The Irish Canal Workers

     The majority of laborers working on the Illinois Michigan Canal were Irish.  The relationship among the workers was not harmonious.  Specifically, there were persistent tensions between the Corkonians (the Catholics from Cork in southern Ireland) and the Far-downers (Catholics from the Irish Provinces of Leinster, Munster, and Connaught).  This was both a traditional rivalry and one related to the competition for jobs on the canal.
     In 1838, construction on the canal shifted from Ottawa to LaSalle.  This precipitated increased tensions
between the two groups.  In May of 1838, the Corkonians feeling that the best jobs on the canal were being given to the Far-downers engaged in a fight with their rivals in Marseilles.  They were successful in this skirmish.  Emboldened, they marched to the Split Rock region between Utica and the Little Vermillion River.  At this site, they joined with 200 men reinforcements led by a local labor boss–a Mr.
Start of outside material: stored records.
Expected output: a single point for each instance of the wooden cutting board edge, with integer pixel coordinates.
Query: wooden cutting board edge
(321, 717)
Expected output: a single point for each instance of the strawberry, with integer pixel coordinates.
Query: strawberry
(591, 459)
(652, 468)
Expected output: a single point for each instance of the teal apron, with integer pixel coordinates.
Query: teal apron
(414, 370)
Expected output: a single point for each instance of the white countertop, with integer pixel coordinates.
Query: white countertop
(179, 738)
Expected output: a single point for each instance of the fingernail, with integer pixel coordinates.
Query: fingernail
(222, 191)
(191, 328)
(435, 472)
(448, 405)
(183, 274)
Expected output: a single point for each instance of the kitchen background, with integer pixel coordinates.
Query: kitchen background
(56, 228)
Sweeney.  From this site, they moved to Peru destroying every shanty of Far-downers they encountered.
The sheriff of LaSalle County, a Mr. Alison Woodruff, was determined to get this riotous situation under control. He dispatched his deputy Zimri Lewis to recruit men for a posse. Major A. F. Hill and M.E. Hollister led an 80 men posse. They were joined by another group of men led by a canal contractor William Byrne.
The posse was able to locate the Corkonians in a region near Buffalo Rock. They drove them back to Ottawa. They then advanced on the rioters and ordered them to leave. The Corkonians refused and they were subsequently fired upon. They subsequently fled back to the Buffalo Rock region. They were pursued by the posse. Many of the Corkonians fled by swimming across the Illinois River. Approximately 15 men were killed during the uprising.